Chapter 13 Revisiting earlier graphs
Now we’ve learned more about coding and transforming data(sets) we can recreate earlier graphs but through calculating the means ourselves, rather than have ggplot do it for us.
13.1 Recreating mean-plots
Remember this plot:
Let’s create the means ourselves:
# Create new dataframe mpg_means
mpg_means <- mpg %>%
group_by(manufacturer) %>% # Group the data by manufacturer
summarize(mean_cty = mean(cty)) # Create new variable which is the mean of cty
mpg_means
## # A tibble: 15 × 2
## manufacturer mean_cty
## <chr> <dbl>
## 1 audi 17.6
## 2 chevrolet 15
## 3 dodge 13.1
## 4 ford 14
## 5 honda 24.4
## 6 hyundai 18.6
## 7 jeep 13.5
## 8 land rover 11.5
## 9 lincoln 11.3
## 10 mercury 13.2
## 11 nissan 18.1
## 12 pontiac 17
## 13 subaru 19.3
## 14 toyota 18.5
## 15 volkswagen 20.9
Now that we have done the work ourselves, we can plot the means! Importantly, we are not going to specify that we will create a “summary” with stat="summary"
and neither will we specify a function fun="mean"
. Of course, we need to tell ggplot that we’ll make use of our new dataset, and also that we’ll be using the mean_cty
variable from this new dataset.
Hhmm, an error message. This is because geom_bar()
apparently calculates some stat
, so we can’t use our own y-variable. It’s further good to realise that geom_bar()

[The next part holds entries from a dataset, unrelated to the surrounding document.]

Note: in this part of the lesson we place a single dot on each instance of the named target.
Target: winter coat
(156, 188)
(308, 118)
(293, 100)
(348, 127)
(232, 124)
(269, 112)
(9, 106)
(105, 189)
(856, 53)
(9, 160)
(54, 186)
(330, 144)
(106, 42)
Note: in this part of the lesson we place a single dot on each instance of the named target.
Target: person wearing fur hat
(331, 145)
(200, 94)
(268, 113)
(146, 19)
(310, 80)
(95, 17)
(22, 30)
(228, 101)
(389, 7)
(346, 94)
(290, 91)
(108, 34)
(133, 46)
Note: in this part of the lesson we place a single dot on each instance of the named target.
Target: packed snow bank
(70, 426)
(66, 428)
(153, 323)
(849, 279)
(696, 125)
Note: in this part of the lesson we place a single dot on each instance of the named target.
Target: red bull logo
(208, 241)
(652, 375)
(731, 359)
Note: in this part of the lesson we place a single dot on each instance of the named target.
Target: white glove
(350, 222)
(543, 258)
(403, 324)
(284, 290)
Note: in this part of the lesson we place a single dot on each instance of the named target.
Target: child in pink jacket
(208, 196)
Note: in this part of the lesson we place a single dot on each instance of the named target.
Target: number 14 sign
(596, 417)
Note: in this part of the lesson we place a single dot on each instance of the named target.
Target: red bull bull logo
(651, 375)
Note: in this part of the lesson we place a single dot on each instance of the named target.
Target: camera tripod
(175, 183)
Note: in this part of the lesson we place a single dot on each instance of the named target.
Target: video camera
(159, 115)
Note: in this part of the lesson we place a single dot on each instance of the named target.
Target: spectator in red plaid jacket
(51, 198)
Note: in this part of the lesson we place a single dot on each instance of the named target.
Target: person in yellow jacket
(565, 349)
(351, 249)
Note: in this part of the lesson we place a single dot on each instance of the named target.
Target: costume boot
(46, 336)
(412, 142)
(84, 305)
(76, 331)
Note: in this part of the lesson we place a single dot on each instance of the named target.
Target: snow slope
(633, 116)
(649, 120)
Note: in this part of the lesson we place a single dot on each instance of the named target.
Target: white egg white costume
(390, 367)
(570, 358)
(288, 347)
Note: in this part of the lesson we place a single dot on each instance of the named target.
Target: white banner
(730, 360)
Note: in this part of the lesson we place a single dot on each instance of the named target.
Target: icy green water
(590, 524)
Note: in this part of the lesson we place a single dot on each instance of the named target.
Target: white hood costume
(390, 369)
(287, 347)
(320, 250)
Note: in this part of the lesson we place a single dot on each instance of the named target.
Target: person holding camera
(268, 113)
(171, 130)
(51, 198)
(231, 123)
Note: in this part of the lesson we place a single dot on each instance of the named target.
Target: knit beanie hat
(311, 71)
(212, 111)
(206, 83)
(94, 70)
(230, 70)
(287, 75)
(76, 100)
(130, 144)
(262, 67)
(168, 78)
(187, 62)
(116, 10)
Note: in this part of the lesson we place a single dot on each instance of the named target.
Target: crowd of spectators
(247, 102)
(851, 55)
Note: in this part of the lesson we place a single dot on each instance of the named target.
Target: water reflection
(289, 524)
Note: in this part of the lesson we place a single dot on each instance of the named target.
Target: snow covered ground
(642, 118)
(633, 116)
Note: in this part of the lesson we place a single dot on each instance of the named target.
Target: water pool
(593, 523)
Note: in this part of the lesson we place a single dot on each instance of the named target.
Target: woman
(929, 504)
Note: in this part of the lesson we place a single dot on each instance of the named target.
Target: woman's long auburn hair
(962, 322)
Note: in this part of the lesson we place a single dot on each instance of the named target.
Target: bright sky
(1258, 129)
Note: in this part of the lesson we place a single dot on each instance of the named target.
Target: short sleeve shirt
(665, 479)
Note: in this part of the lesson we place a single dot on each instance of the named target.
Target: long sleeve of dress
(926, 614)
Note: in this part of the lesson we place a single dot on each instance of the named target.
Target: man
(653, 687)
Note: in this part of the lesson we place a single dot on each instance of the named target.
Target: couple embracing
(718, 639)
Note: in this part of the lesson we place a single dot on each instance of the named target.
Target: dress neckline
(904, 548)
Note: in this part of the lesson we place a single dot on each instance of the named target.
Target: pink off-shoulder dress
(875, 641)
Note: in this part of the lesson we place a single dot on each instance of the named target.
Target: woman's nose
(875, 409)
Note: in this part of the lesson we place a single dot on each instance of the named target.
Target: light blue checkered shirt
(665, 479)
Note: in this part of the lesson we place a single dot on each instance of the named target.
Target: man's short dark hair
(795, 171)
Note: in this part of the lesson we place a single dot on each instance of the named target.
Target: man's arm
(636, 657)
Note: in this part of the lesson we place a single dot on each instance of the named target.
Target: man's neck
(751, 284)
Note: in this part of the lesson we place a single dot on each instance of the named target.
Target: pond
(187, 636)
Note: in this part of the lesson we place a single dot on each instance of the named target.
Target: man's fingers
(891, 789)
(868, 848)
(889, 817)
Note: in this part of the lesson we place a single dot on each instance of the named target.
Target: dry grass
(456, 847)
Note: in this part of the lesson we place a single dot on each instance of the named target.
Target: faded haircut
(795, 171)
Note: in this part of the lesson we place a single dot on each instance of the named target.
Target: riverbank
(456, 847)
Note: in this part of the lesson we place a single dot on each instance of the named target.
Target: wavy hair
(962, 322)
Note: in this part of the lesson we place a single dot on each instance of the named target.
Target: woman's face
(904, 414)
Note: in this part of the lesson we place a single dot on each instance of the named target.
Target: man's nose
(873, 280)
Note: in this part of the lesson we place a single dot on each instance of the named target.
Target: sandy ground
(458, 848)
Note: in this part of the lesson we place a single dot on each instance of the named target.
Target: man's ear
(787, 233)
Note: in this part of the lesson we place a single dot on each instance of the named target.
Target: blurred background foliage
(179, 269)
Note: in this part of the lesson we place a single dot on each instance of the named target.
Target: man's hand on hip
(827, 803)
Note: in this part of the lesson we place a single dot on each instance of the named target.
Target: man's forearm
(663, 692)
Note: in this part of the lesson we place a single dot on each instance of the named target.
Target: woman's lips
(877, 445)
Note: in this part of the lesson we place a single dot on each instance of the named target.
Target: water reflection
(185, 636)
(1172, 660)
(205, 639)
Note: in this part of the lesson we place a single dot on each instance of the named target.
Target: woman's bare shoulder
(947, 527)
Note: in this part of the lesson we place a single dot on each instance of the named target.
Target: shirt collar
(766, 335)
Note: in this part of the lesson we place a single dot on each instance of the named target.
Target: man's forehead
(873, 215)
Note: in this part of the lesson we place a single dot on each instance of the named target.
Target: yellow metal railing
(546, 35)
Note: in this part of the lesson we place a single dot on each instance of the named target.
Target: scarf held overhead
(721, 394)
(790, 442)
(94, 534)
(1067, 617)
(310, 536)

as a default has stat = "count"
(see ?geom_bar
). The trick here is to specify the stat
as being identity
; this means that the numbers that are explicitely specified should be used (they define the “identity” of the bars).
Now we have reproduced our earlier plot! We’ve already seen two ways of creating this plot, but now we have a third way. This last option in which we calculate means ourselves is most laborious, but also gives us most flexibililty. Particularly if we want to do something more complex to our dataset than just calculating means.
Let’s also try to recreate the following graph:
Et voila:
Why do we need a
stat="identity"
when we usegeom_bar()
but not when we usegeom_point()
?
13.2 Adding error bars
ggplot(mpg, aes(x = manufacturer, y = cty)) +
geom_bar(stat = "summary", fun = "mean") +
geom_errorbar(stat = "summary", fun.data = "mean_se",
fun.args = list(mult = 1.96))
Let’s recreate errorbars by creating a new dataset. This time, in addition to calculating the mean, we will also calculate the standard error (which equates to the standard deviation divided by the square root of N).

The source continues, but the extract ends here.